Let's have a look at mapping (fi_1) to (eq_1) first. Here, (fi_1) is on the vertical axis and is mapped onto (eq_1) , which is shown on the horizontal axis. The size of the circle indicates how many datapoints did this particular mapping.
ilevel = 1
df_counts = nh.count_fi_x_eq_x(df_classified, str2int, ilevel=ilevel)
ms, ns = nh.mkline(1.0, 4.0, 150, 32)
s = ms * df_counts.counts + ns
s[df_counts.counts == 0] = 0.0
fig, ax = plt.subplots(1,1)
ax.scatter(np.asarray(df_counts.eq_1), np.asarray(df_counts.fi_x), \
s=s**2, c=plt.rcParams['axes.color_cycle'][1])
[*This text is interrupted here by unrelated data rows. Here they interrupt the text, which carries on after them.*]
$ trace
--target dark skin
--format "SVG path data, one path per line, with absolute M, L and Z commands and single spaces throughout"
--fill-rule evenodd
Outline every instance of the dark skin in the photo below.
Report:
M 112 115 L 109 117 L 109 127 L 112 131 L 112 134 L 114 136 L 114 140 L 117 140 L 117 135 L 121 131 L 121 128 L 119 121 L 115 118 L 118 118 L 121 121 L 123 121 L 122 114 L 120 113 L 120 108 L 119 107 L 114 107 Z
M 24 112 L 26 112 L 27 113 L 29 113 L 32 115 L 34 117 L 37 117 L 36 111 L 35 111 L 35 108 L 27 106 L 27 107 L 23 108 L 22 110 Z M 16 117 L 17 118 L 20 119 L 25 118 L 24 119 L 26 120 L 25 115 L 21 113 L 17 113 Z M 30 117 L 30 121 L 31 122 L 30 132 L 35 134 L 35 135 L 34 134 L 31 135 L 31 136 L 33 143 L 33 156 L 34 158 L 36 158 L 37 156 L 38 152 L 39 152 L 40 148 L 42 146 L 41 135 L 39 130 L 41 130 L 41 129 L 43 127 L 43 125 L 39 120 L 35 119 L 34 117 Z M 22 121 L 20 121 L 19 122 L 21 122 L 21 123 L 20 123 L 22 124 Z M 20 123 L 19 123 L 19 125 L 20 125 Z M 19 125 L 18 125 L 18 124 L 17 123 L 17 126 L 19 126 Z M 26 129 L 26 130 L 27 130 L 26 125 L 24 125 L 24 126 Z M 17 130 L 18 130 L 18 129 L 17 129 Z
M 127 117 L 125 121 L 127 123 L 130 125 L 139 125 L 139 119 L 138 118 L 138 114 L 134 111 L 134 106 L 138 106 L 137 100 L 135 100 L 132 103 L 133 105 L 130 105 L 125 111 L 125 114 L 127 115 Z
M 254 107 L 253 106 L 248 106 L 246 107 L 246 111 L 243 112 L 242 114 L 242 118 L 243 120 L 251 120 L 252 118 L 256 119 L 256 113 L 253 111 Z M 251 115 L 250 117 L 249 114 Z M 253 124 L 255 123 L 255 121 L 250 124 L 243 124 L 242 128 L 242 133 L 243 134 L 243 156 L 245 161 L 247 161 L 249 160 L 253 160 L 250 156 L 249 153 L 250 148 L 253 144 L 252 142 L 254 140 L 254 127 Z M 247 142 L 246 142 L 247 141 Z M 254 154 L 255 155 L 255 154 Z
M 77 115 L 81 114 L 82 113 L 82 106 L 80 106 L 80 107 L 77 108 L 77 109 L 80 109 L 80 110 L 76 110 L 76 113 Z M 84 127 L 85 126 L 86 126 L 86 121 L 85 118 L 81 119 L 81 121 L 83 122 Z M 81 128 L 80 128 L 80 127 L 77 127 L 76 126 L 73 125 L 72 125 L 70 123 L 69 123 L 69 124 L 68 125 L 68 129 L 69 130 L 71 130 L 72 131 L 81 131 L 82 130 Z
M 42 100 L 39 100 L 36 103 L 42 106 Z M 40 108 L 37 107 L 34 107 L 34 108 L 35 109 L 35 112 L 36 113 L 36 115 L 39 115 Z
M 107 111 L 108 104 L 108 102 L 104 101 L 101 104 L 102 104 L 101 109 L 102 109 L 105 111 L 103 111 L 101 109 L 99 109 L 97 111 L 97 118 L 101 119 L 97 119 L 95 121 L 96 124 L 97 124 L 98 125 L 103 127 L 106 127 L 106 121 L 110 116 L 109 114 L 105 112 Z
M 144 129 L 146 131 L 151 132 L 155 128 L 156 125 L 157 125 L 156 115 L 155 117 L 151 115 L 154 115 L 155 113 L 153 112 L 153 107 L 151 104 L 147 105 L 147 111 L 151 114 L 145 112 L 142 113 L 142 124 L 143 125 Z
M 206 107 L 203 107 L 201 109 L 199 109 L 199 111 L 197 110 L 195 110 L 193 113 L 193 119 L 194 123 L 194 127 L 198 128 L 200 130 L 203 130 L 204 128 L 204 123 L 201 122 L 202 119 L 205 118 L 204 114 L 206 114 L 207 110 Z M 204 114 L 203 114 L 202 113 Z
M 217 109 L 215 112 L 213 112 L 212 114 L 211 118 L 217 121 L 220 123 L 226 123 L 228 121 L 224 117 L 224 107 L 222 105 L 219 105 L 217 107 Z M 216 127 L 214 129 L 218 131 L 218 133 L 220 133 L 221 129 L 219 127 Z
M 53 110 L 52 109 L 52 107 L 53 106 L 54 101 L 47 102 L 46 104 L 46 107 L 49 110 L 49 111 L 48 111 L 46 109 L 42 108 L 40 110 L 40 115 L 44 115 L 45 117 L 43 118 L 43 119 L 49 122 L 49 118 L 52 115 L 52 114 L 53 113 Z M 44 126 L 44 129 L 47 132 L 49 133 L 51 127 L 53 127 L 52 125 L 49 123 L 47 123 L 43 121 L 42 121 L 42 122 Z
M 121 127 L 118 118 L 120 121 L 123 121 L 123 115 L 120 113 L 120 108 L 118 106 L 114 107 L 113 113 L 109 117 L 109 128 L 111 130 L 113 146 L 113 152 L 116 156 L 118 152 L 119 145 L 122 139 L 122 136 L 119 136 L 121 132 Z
ax.set_xticks(int2str[3].keys())
ax.set_xticklabels(int2str[3].values(), rotation=45)
ax.set_yticks(int2str[ilevel-1].keys())
ax.set_yticklabels(int2str[ilevel-1].values())
# ax.set_xlabel('EQ Classes')
# ax.set_ylabel('FI Classes')
fig.savefig('fi_1_eq_1.pdf', bbox_inches='tight')
pass
Unsurprisingly, this doesn't look very good. We only have three input classes that need to be mapped to eleven output classes.
Let's try to work with the (fi_2) level.
ilevel = 2
df_counts = nh.count_fi_x_eq_x(df_classified, str2int, ilevel=ilevel)
ms, ns = nh.mkline(1.0, 4.0, 150, 32)
s = ms * df_counts.counts + ns
s[df_counts.counts == 0] = 0.0
fig, ax = plt.subplots(1,1)
ax.scatter(np.asarray(df_counts.eq_1), np.asarray(df_counts.fi_x), \
s=s**2, c=plt.rcParams['axes.color_cycle'][1])
ax.set_xticks(int2str[3].keys())
ax.set_xticklabels(int2str[3].values(), rotation=45)
ax.set_yticks(int2str[ilevel-1].keys())
ax.set_yticklabels(int2str[ilevel-1].values())
# ax.set_xlabel('EQ Classes')
# ax.set_ylabel('FI Classes')
fig.savefig('fi_2_eq_1.pdf', bbox_inches='tight')
pass
Ok, that looks a little better. Using (fi_3), we can probably still improve things, but visualizing is a bit tricky at this point because there are too many classes.
Finally, let's check whether the classified (training) and unclassified sets have approximately the same distribution in their sectors (we show fi_2 here). If they do not, using whatever classifier we train with our training set won't be performing very well.
ilevel = 2
df_counts_01 = nh.count_fi_x(df_classified, str2int, ilevel=ilevel)
df_counts_02 = nh.count_fi_x(df_unclassified, str2int, ilevel=ilevel)
fig, axarr = plt.subplots(1,2)
axarr[0].barh(df_counts_01.fi_x-30, \
df_counts_01.counts, \
height=60)
axarr[1].barh(df_counts_02.fi_x-30, \
df_counts_02.counts, \
height=60)
for ax in axarr:
ax.set_yticks(int2str[ilevel-1].keys())
ax.set_yticklabels(int2str[ilevel-1].values())
plt.setp(axarr[1].get_yticklabels(), visible=False)
axarr[0].set_title('Classified (Training) Set')
axarr[1].set_title('Unclassified Set')
axarr[0].set_xlabel('Occurences')
axarr[1].set_xlabel('Occurences')
fig.savefig('fi_1_classified_unclassified.pdf', bbox_inches='tight')
pass
Ok, they look sort of similar. Likely something we can work with.